Here is the technique for making the “net” used in the design “Caught in the Net” I outlined last week.
In this example I am using agapanthus foliage but it can be used with green thin foliage (flax strips, typha strips, liriope) as well. When using green foliage remember it will shrink as it dries.
Making the Rope
Gather old foliage – it doesn’t matter if it is marked, this just adds to the colour variation in the finished rope.
Soak in cold water until pliable but not too soft or full of water. This may take up to 15 minutes depending on how dry the foliage is.
Select at least two lengths of about the same size
Starting with the right hand side, twist the strands to the right for two thirds of the length of that side.
Turn the bunch around so you not have the untwisted side on the right and twist in the same manner until it feels ready to turn on itself.
Gently help the twisted bunch to form a loop and twist itself together.

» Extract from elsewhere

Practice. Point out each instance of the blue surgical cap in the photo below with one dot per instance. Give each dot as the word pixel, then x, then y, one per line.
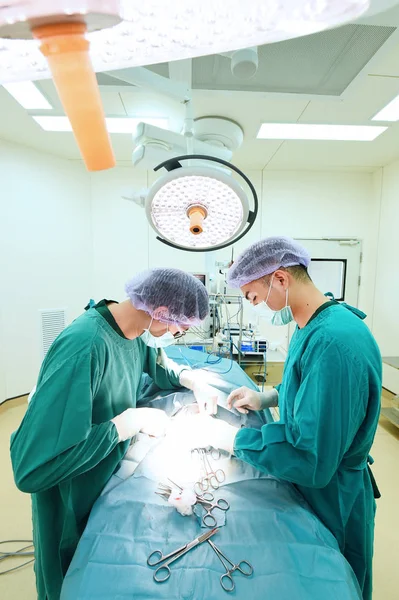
pixel 184 297
pixel 265 257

Using the two twisted strands will form your “rope”.
Hold the finished section in one hand and twist the top strand three times before bringing it over the top of the bottom strand. The video will help with this step.
Repeat this process with the strand now a the top.
Continue to the length desired
Joining additional foliage
To join new lengths of foliage, place a new strand against the “V” between the existing twisted strands. The twisting motion will incorporate the new length regardless of when you add it.
Twist the new strand into the top group and continue as above.
Twist the remaining new strand into the group now at the top.
Use a peg or paperclip to hold the ends in place until the rope has dried.
Initially I leave the rope flat on a piece of plastic for 24-36 hours then hang it from a frame until completly dry and ready for use.
It will stay quite flexible and is surprisingly strong.
Making the Net
In truth I looked at numerous YouTube videos about making a fishing net. Look at those or the macrame ones that will give you better instructions than I can at this point!